The real goal of any data analysis is to identify a problem and affect a solution. Charts and graphs provide static information, but don’t suggest corrective actions. This end of the continuum requires more work to design, but ultimately results in a dashboard that incites appropriate user behaviors. Part of the design effort includes analyzing potential problems and identifying actions that actually correct them. Example: We helped design a dashboard for pharma sales reps. The original design was pages and pages of numbers – data. It wasn’t helping the reps sell any better, mostly because sales reps are better at selling than analyzing reams of data. The desired goal of each rep was to meet their sales quotas in order to make their bonuses. So we tracked projected sales versus desired outcomes and highlighted if they were not going to make their bonus. We also identified a formula that could predict sales performance based on customer visits and if a rep was tracking too low, it would suggest that the rep visit specific customers. This design replaced pages of useless data that required hours of analysis with a single page dashboard that took only seconds to identify anomalies and corrective actions.
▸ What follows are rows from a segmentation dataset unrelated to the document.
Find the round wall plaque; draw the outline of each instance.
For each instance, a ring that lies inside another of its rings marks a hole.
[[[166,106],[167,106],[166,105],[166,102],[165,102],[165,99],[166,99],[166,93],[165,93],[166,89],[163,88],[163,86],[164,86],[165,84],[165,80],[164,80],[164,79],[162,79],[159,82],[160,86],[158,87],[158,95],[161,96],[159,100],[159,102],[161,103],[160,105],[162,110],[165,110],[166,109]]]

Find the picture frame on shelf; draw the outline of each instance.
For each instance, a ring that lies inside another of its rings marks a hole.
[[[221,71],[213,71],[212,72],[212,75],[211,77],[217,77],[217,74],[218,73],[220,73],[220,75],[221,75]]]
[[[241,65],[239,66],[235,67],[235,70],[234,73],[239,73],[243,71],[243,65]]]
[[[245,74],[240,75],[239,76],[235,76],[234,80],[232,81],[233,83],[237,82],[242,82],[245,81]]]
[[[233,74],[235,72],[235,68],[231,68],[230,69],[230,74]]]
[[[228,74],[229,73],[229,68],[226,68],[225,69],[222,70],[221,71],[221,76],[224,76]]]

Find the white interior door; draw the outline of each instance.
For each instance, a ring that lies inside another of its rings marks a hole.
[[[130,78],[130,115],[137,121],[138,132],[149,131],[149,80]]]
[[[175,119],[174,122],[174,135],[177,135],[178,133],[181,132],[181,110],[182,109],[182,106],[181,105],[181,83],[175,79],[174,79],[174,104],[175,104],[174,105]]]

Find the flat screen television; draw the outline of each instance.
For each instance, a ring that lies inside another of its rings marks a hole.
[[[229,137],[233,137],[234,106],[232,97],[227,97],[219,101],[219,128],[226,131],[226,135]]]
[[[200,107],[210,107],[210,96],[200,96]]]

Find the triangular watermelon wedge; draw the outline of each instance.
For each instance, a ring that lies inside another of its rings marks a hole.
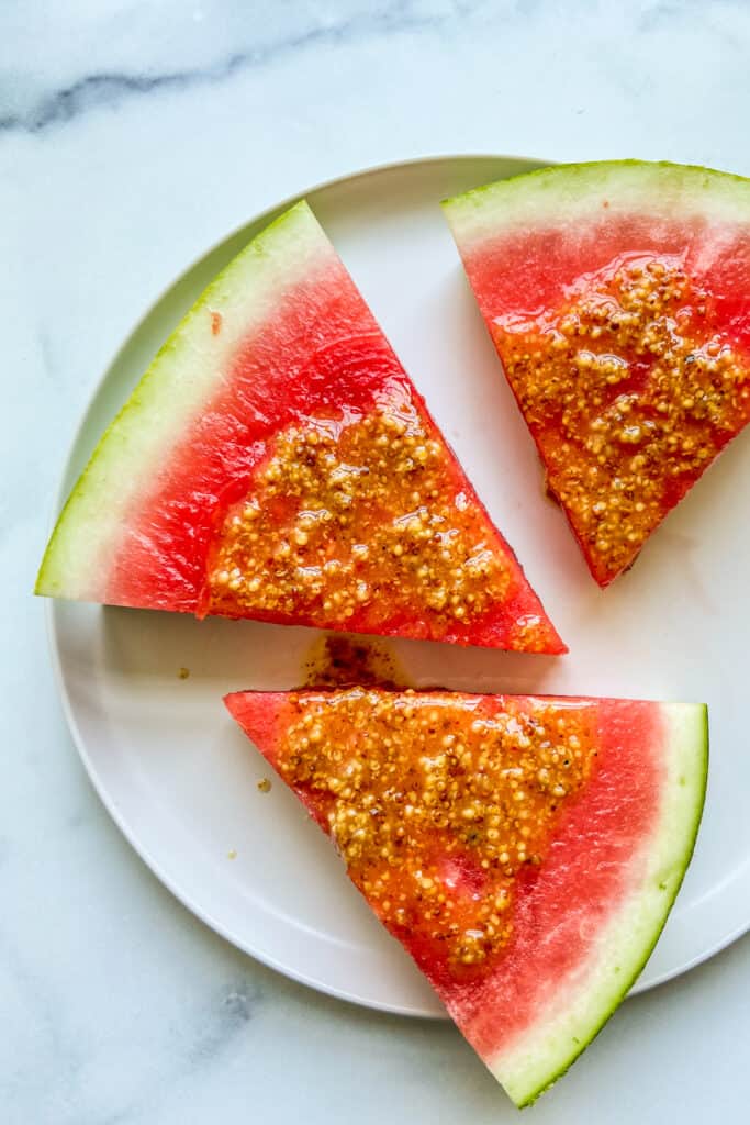
[[[596,580],[750,420],[750,180],[623,161],[443,204]]]
[[[566,651],[305,202],[159,352],[73,488],[36,590]]]
[[[510,1098],[533,1101],[667,919],[706,709],[369,687],[225,702]]]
This dashboard design remains the industry standard for the pharmaceutical sales domain.

Example Dashboard

Here’s a common type of dashboard graph depicting sales performance:

Looking at this dashboard, how does it answer the following basic questions:

  • What’s the problem?
  • What’s the cause of the problem?
  • What can be done about it?
  • What action does this suggest?

Design Backwards

Typically, dashboards are merely a manifestation of the existing data. The thinking is, if we have the data, let’s display it, with little regard to what you will do once you see it. But all you end up with is a visualization of existing data. A better approach is to start by identifying the desired outcome, such as conversion funnel performance and objectives. Then work your way back to determine what data you’ll need to visualize that. Since trends or exceptions are key indicators that incite appropriate actions, the system will need to understand what are anomalous trends or data. A common way to provide this is to define thresholds. When a data point crosses a threshold, it is deemed exceptional. There’s usually a logical reason why it’s a definable threshold, and you can usually relate that threshold to a reason and a potential corrective action. Thus, the more successful approach is to:

  • Determine what goals you are trying to achieve.
  • Identify what indicators you want to see regarding those goals.
  • Define the thresholds that dictate an exception.
  • Determine what actions you would take to correct the exception.